Me, @avehtari, @paul.buerkner and Eero Linna has put together the first draft of a posterior database. The idea is to collect posterior distributions (i.e. data and models) and potential gold standard posterior samples in a database for easy access. Now it only contains a few examples, but we hope that if we set the structure and general idea, it can be relatively quick to add new posteriors, models and data. The repository README should contain all necessary information.
All comments are welcomed!
Hopefully, we are also soon done with bayesbenchr an R package that can be used to evaluate different diagnostics and inference methods for the posteriors in the posterior database.
Is there some way we could build a python package that would fit these needs/enable it to use in arviz? I know Eero is working with a python package. So any suggestions there? I think we would like to have the python and R api quite similar so you could look at the R api and see if there are something you miss or would like to change.
Your suggestions on priors, likelihoods, predictives etc is somthing we have discussed and as you mention those would be valuable to have. The question is how to include those. We can get it from the stancode currently. So then the question is if we should include them as R and Python functions.
How precise should the submitted posteriors be? What are the precision metrics? (minimum tail ESS?)
Given the substantial computational requirement for some posterior distributions, is it sensible to also store (potentially generative) approximations to the posteriors based on the “gold standard samples”? These approximations could be used to cheaply generate an arbitrary number of samples for the purpose of making figures look good. I guess one can sample from the posterior predictive distribution (PPD) an arbitrary number of times given a fixed sample from the posterior, but what if generating from the PPD is computationally expensive? (Perhaps not the most likely of scenarios)

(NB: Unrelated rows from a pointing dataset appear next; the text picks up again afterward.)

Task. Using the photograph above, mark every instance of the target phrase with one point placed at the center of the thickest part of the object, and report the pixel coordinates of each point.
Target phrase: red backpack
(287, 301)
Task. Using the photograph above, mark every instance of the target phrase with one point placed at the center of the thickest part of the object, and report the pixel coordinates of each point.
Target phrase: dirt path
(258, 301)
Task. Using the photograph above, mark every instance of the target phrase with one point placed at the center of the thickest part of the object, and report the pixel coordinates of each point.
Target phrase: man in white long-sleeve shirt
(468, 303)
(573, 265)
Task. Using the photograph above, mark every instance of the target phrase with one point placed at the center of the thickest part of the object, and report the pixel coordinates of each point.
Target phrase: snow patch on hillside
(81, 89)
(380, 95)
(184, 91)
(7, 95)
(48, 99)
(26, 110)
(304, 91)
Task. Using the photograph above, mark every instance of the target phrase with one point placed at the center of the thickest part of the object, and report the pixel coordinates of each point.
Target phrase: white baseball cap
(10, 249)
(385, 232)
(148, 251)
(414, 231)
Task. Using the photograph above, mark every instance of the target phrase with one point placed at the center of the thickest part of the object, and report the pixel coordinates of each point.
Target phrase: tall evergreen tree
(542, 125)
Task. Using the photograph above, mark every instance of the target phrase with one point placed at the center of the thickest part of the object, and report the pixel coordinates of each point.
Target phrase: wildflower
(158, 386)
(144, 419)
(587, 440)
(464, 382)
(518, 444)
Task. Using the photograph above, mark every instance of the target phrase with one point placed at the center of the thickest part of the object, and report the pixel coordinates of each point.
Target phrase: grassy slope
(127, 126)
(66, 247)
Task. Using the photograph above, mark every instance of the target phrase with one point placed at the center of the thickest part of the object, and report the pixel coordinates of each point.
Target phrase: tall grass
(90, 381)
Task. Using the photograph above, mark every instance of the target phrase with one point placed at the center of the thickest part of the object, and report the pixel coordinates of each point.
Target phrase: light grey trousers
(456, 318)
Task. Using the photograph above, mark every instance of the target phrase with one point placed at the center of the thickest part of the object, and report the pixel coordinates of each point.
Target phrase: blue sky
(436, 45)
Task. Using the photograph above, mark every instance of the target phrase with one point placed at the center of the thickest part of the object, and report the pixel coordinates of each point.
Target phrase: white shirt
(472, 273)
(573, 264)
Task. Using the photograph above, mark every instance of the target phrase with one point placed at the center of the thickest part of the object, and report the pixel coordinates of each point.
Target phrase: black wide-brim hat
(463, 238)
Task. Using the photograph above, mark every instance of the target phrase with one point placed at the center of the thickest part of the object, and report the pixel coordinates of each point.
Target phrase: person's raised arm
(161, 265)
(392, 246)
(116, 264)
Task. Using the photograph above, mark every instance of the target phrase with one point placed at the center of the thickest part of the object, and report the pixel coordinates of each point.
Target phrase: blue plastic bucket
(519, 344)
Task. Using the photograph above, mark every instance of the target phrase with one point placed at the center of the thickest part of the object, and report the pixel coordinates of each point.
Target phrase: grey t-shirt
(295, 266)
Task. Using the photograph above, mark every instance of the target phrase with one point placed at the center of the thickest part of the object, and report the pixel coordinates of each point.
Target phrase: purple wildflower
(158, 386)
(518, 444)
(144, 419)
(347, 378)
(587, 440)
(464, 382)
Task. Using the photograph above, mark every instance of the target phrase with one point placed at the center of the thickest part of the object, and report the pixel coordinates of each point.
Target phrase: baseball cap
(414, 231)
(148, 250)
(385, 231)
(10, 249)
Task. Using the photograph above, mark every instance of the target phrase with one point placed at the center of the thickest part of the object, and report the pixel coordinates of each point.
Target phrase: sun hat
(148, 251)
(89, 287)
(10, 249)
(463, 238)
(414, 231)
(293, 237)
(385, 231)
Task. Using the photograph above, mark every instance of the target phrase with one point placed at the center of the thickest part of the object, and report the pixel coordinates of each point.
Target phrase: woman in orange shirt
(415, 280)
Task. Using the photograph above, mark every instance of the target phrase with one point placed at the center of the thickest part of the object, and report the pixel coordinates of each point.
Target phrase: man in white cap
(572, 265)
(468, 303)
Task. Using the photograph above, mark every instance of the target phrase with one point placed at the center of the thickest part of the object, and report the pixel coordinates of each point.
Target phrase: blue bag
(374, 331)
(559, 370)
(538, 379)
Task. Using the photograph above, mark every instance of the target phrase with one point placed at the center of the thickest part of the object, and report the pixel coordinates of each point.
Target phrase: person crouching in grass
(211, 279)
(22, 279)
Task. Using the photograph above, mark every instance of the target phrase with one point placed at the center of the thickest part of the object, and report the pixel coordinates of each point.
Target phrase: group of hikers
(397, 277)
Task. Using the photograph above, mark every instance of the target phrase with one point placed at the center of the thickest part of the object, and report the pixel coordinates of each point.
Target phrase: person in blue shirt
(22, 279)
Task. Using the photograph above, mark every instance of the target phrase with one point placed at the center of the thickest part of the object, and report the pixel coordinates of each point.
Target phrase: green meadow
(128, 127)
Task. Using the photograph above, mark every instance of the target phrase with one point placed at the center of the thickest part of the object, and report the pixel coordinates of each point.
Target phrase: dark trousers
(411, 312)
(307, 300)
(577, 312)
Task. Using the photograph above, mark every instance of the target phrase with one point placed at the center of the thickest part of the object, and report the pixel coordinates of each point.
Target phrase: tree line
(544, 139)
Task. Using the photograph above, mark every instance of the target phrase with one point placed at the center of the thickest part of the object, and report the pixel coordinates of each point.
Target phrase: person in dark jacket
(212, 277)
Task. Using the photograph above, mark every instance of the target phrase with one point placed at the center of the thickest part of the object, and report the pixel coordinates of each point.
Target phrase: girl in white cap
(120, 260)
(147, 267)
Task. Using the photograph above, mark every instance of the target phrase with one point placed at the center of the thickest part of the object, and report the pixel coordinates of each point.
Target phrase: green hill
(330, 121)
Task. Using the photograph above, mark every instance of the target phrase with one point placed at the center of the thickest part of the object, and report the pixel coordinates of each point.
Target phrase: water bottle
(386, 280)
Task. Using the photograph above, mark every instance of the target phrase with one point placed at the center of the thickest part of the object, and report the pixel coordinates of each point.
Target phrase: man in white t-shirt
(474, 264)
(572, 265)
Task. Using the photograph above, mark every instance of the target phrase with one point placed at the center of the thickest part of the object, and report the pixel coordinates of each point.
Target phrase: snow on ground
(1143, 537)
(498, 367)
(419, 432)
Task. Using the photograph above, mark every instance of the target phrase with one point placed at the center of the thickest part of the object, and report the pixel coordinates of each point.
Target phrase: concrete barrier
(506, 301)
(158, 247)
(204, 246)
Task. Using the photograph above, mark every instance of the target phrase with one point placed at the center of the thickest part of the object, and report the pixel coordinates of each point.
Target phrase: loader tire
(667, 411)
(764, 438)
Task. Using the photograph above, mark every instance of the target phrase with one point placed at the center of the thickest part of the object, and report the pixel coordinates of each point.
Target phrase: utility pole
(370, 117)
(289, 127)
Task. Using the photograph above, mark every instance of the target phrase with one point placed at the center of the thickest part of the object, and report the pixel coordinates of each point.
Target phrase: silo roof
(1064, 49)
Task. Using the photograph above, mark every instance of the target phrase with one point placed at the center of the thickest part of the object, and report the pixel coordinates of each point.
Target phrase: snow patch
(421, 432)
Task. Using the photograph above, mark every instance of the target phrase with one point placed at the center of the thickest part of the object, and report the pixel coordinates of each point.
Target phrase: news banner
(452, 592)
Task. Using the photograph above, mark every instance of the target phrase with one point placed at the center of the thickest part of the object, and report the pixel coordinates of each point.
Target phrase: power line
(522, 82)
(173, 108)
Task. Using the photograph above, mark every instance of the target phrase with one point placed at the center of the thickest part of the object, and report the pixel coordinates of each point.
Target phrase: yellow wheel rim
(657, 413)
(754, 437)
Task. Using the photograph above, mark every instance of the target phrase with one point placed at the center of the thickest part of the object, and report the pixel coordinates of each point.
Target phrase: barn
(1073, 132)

What kind of metadata are you interested in collecting? (Sampler type / adaptation diagnostics / tuning parameters?) It would be interesting to know the computational time / cost / environment used to achieve the archived samples. This is definitely off topic (more related to ML than MCMC-based statistics) but it would be interesting to collect this information to estimate the energy usage in a manner similar to: https://arxiv.org/abs/1906.02243. I’ve seen a few models that have substantial compute requirements and subsequently churn through a lot of cluster time & credits (See Section 4.2 of https://projecteuclid.org/euclid.aoas/1560758424 for example) .
These things are probably beyond the scope of your current interests, but I’d be interested to know your collective thoughts on them. I really do like the idea of reusing posterior distributions in future analyses :).